Blissfully pretty chamber folk, new age, and min'yĆ music mixed with field recordings and various musical recordings from around the rural village Masakatsu Takagi made this album in. A portal to a beautiful, peaceful, Japanese village.
Extremely underrated jazzy, math-influenced, Chicago School style post-rock. This album came about a lot later than more celebrated albums by Tortoise and The Sea and the Cake so it gets overlooked. It's not as pioneering but it's better than all of them.
Monumental modal jazz mixed with blues. Half the credited musicians on this are as celebrated and influential as Miles Davis is. One of the most famous and lauded jazz albums for a reason.
Simple, nostalgic, small-town emo-revival/pop-punk done extraordinarily well.

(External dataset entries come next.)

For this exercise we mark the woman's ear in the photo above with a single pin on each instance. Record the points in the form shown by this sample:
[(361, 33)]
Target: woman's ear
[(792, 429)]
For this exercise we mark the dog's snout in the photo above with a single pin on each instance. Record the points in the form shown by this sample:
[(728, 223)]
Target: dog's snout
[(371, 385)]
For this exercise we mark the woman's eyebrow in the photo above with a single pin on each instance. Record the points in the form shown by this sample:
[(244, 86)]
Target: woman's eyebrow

Quiet, gentle twee-pop that's incredibly sweet and comforting.
I debated whether or not to include this album here and I don't know how to describe it in a way that doesn't feel cheap or contrived. It's eleven songs Phil Elverum (of The Microphones) recorded shortly after his wife died of cancer. I just included the first thirty seconds of the first song because choosing an illustrative sample felt wrong. Incidentally the first lyrics of the album sum up why discussing this album as a piece of art makes me uncomfortable.
The main reason I limited this section to one album per artist is so this entire page isn't dominated by Mountain Goats albums. John Darnielle is my favorite musician full stop. I think All Hail West Texas is probably the most representative of his early sound. Lo-fi acoustic guitar and vocals over a whirling tape recorder hum, three or four chords, and some of the best modern American folk songs ever written.
All the albums I've put on this page are albums I think are perfect from front to back. Albums that if any tiny detail were changed, they would be worse for it. Illmatic is somehow the most perfect in this list of perfect albums, if that makes sense. I want to put on surgical gloves just to listen to it.
Eerie, heavy droning folk. Sounds like it was made by ghosts of medieval plagues. I can't say I'm intimately familiar with it since it's seven hours long, but every time I've listened to it in installments it's left a massive impression on me.
Nina Simone is my favorite singer. Her voice is so strange and strong and beautiful and is perfect for this bluesy vocal jazz. Simone's performance of "Strange Fruit" is the most powerful I know of. It being in an otherwise fun album is like war photographs being published in a newspaper alongside the sports and comics pages.